FedEx Corporation provides transportation, e-commerce, and business
services in the United States and internationally. The company’s FedEx
Express segment provides various shipping services for the delivery of
packages and freight; international trade services specializing in
customs brokerage, and ocean and air freight forwarding services;
international trade advisory services, such as assistance with the
customs-trade partnership against terrorism program; and customs
clearance services, as well as global trade data, an information tool
that allows customers to track and manage imports. Its FedEx Ground
segment provides business and residential money-back guaranteed ground
package delivery services; and consolidates and delivers high volumes of
low-weight and less time-sensitive business-to-consumer packages. The
company’s FedEx Freight segment offers less-than-truckload freight
services, as well as freight-shipping services. Its FedEx Services
segment provides sales, marketing, information technology,
communications, customer service, and other back-office support
services.
Take a look at the 1-year chart of FedEx (NYSE: FDX) below with my added notations:
FDX had formed a clear resistance at $174 (red) over the last 2
months.
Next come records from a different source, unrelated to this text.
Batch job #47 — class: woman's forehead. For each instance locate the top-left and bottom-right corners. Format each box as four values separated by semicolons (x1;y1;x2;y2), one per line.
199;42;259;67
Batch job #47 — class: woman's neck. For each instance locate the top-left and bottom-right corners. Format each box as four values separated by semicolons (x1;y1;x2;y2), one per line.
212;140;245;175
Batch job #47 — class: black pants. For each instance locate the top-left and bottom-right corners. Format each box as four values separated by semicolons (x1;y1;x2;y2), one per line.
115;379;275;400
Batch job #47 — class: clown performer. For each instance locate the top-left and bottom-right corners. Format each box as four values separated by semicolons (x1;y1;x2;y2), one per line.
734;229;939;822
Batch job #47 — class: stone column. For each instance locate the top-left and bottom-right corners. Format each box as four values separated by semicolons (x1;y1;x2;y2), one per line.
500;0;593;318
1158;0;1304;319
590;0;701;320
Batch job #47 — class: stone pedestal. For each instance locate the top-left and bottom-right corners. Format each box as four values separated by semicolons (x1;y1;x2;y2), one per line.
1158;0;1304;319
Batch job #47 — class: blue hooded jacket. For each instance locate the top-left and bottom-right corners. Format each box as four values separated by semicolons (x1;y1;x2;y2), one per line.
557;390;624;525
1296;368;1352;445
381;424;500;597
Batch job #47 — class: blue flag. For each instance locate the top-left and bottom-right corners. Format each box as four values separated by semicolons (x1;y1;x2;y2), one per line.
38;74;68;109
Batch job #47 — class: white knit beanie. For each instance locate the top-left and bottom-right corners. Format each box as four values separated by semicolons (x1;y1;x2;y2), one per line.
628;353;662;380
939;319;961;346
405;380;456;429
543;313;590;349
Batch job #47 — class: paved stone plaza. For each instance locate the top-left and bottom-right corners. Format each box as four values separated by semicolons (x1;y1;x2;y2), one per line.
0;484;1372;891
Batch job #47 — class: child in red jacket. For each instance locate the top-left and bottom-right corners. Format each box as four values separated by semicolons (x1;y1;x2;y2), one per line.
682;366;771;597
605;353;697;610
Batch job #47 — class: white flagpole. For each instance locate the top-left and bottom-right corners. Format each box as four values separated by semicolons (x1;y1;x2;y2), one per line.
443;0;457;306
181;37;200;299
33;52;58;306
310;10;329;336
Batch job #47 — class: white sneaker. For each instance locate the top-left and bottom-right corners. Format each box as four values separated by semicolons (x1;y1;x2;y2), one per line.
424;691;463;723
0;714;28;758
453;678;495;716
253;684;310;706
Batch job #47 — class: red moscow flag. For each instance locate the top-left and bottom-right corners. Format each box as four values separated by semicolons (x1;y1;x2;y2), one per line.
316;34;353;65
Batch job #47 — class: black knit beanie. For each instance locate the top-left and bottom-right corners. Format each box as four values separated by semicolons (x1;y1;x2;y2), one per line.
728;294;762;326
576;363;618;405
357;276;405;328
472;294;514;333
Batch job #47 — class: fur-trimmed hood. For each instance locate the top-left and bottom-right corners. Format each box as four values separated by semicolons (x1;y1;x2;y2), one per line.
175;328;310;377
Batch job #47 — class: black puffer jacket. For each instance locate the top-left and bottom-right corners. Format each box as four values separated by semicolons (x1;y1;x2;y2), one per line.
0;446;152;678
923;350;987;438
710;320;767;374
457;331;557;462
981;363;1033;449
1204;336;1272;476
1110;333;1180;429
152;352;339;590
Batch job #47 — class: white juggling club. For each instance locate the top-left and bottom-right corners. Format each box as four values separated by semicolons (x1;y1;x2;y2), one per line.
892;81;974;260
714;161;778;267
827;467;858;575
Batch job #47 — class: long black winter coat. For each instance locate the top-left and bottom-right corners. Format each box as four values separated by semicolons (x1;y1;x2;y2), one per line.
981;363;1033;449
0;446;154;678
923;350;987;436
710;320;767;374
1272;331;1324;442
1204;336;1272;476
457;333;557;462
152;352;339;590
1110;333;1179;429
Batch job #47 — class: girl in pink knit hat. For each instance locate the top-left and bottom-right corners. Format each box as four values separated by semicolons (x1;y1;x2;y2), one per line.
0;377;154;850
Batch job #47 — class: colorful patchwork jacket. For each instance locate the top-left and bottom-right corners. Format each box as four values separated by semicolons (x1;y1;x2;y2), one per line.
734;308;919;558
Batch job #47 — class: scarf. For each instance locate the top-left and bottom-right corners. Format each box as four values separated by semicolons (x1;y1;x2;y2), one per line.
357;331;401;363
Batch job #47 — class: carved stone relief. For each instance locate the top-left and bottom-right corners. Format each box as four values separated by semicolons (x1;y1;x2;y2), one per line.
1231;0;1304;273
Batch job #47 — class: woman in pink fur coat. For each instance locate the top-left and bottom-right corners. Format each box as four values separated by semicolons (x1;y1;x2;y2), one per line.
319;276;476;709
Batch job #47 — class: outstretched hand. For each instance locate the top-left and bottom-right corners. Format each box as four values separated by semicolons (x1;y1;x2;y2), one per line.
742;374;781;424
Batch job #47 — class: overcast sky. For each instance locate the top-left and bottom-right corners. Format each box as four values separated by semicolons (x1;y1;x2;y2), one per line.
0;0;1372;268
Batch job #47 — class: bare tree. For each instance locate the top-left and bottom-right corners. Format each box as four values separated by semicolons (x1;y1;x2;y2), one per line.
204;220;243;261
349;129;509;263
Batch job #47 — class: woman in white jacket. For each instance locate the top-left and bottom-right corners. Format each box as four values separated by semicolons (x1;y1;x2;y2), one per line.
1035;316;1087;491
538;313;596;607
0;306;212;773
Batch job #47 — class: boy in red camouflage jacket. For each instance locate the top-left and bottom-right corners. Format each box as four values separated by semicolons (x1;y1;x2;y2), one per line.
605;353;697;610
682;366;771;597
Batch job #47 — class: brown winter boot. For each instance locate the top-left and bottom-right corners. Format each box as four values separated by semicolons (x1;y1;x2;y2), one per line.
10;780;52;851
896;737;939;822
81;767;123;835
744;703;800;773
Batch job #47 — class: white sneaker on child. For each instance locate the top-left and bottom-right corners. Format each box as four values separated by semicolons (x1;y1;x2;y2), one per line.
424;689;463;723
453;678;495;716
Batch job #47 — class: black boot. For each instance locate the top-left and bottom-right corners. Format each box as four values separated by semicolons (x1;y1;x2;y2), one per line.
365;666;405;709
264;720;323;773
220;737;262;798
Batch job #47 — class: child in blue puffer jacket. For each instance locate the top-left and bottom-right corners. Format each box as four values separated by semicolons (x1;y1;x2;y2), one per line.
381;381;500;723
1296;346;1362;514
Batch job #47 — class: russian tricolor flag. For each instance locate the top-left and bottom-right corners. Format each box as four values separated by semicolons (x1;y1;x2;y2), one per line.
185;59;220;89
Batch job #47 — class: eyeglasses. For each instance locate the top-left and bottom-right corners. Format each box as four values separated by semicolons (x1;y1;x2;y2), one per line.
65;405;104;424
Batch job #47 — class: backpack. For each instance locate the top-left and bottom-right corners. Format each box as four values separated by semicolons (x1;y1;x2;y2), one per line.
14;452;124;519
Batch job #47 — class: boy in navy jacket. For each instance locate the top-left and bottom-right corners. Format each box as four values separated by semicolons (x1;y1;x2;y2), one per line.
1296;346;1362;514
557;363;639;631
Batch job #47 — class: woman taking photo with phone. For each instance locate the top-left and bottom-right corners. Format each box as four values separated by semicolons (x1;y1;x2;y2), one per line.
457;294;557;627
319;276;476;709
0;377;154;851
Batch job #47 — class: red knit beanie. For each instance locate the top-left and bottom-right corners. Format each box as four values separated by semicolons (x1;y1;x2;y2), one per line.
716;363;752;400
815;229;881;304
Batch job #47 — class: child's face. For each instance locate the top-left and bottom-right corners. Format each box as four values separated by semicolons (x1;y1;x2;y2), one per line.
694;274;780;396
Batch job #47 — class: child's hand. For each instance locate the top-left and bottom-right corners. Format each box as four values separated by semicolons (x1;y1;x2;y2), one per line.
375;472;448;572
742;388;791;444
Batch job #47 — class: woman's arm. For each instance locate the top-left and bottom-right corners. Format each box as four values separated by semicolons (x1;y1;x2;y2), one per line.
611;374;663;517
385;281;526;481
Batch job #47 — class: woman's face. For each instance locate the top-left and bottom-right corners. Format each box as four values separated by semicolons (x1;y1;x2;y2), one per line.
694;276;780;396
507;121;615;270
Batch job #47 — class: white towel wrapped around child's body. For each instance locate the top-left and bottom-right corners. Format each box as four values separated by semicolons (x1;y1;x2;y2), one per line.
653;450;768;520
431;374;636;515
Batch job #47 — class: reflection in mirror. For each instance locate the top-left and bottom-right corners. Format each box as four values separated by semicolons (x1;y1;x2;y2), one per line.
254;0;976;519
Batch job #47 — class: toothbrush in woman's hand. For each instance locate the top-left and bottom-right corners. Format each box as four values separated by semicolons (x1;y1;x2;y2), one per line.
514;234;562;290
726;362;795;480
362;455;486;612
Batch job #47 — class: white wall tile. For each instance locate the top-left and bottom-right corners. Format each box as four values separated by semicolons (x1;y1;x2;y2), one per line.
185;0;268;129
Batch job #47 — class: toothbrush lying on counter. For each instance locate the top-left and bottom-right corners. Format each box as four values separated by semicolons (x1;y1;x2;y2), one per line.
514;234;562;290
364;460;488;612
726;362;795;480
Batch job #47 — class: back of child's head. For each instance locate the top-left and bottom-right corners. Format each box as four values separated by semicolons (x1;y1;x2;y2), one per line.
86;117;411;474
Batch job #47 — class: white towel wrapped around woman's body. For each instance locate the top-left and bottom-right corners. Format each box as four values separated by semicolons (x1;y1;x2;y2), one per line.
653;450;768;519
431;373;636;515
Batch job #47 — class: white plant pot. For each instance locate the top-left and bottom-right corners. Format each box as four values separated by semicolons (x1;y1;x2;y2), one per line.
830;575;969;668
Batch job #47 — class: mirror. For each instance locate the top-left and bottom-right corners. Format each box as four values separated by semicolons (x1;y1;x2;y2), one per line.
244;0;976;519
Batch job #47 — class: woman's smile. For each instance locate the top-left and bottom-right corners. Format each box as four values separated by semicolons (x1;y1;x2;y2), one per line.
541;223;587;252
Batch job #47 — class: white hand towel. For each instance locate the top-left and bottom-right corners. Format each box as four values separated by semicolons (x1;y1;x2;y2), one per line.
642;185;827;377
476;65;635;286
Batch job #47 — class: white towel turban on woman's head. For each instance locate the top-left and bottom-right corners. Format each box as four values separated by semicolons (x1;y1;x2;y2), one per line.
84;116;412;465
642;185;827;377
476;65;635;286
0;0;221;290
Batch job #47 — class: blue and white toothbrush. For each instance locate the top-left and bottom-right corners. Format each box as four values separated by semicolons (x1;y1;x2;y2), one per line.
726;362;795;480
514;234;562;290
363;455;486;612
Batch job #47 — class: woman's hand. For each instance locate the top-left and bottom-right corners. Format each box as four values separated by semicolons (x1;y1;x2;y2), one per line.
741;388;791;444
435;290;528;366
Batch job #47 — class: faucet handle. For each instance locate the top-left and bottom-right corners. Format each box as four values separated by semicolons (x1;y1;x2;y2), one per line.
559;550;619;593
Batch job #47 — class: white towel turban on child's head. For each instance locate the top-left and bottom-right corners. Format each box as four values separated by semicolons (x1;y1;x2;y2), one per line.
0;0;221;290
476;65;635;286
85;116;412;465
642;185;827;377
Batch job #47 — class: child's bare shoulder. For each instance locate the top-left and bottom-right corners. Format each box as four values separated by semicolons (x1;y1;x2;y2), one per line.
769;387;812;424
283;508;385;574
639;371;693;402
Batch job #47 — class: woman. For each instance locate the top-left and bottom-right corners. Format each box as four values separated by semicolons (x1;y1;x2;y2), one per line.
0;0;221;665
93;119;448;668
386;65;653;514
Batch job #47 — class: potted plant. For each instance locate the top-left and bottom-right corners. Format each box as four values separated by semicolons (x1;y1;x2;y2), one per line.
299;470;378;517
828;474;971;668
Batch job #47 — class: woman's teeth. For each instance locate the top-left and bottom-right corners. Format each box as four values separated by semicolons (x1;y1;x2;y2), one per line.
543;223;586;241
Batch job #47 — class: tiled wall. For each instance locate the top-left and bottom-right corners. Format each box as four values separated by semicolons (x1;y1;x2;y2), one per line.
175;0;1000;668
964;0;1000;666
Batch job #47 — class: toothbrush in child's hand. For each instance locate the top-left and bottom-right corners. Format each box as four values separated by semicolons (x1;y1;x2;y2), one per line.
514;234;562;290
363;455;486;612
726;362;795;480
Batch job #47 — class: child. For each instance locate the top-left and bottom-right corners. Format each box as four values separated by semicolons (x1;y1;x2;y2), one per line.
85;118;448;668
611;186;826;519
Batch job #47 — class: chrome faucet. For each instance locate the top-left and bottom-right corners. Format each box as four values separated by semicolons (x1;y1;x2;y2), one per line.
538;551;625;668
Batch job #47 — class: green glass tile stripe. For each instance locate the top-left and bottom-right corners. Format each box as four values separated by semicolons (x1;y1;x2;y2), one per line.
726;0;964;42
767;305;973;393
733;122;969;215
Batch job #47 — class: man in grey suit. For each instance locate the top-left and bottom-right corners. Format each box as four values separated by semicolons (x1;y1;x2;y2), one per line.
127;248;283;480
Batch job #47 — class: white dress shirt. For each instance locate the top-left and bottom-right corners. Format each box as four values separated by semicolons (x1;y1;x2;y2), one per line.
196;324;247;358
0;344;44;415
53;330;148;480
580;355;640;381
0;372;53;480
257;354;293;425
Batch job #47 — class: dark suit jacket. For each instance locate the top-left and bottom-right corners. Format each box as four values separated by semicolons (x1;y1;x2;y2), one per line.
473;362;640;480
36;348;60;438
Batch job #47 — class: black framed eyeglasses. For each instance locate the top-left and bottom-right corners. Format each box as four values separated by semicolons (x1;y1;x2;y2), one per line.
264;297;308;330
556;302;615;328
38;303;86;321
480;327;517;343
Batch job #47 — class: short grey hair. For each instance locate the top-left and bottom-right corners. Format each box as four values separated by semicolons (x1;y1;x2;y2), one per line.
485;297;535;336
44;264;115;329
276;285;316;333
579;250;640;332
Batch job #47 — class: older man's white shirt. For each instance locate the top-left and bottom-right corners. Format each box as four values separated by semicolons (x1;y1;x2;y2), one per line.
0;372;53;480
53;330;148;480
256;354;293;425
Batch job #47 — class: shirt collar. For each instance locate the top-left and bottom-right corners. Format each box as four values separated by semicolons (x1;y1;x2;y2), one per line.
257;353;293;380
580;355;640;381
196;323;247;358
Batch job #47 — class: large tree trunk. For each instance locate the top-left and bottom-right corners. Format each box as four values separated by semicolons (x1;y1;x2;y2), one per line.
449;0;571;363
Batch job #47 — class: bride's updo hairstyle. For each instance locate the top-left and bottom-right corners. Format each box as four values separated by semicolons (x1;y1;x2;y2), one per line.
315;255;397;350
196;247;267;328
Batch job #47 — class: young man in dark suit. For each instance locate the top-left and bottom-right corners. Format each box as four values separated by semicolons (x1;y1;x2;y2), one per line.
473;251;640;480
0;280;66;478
In addition, the stock has been climbing a short-term, trend
line of support (green) since the end of March. These two levels
combined had FDX stuck within a common chart pattern known as an
ascending triangle. Eventually, the stock had to break one of those
levels, and on Friday it broke above the resistance.
The Tale of the Tape: FDX broke above its $175
resistance level. A long trade could be made at or near that level with a
stop placed underneath it. A break back below the $175 level, and the
trendline support, would be an opportunity to enter a short trade.